Now remember, I'm referring to infants and young children (we tend to think about temperament as "personality" after early childhood). So what happened to the anxious/inhibited kids when they grew up? A certain proportion of these babies would grow into inhibited, overly-cautious teenagers and adults, a few would develop full-blown anxiety disorders, but the VAST MAJORITY would end up just like most other children, with no real emotional problems at all. So let's be clear here: No one is suggesting that early, biologically-based temperaments do not or cannot change with particular types of EXPERIENCES and exposure to particular environments. Nature and nurture are inseparable and suggesting one trumps the other is silly (it's my blog so I get to say these kinds of sweeping generalizations. And you can — and SHOULD — tell me I'm wrong if you think so).
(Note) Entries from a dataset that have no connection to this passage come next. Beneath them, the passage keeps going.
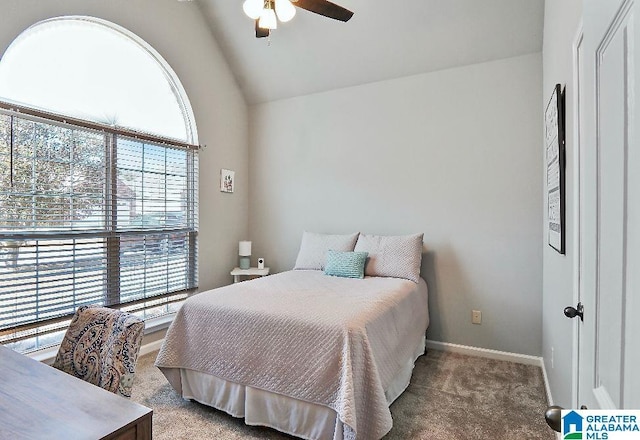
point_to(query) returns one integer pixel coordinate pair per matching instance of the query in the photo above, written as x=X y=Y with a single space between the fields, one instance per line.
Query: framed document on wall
x=554 y=137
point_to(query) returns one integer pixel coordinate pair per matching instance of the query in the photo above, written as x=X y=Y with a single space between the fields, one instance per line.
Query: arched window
x=98 y=71
x=98 y=179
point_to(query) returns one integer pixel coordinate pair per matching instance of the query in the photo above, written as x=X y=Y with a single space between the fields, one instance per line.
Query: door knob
x=571 y=312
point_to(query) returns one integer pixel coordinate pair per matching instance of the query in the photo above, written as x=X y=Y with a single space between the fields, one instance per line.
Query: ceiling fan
x=264 y=12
So these are some of the VERY basic ways that the temperament pie has been sliced. MANY other systems of classification have been put forward as well, of course, but a surprising number don't differ significantly from these basic types. So how does this all relate to sleep? Well, that's the trouble: I don’t have enough information/data/research to suggest a particular approach to sleep training based on children’s temperamental traits. There’s simply no empirical research that has tried to identify the best match between different temperamental styles and different sleep training approaches, nevermind matching these different styles to the best TIME to sleep train. However, we can speculate, (and Marc and I did, in the book) why certain children with various temperaments might respond better or worse to some sleep training strategies administered at certain periods in development.
What are some of your best guesses? How do you think your chid's temperament has influenced his sleep habits? Did you change your mind about the methods or the timing of sleep training when you understood your child's temperament better? Do you think that one particular method or one particular stage to sleep train is most appropriate for all kids, no matter their temperamental style?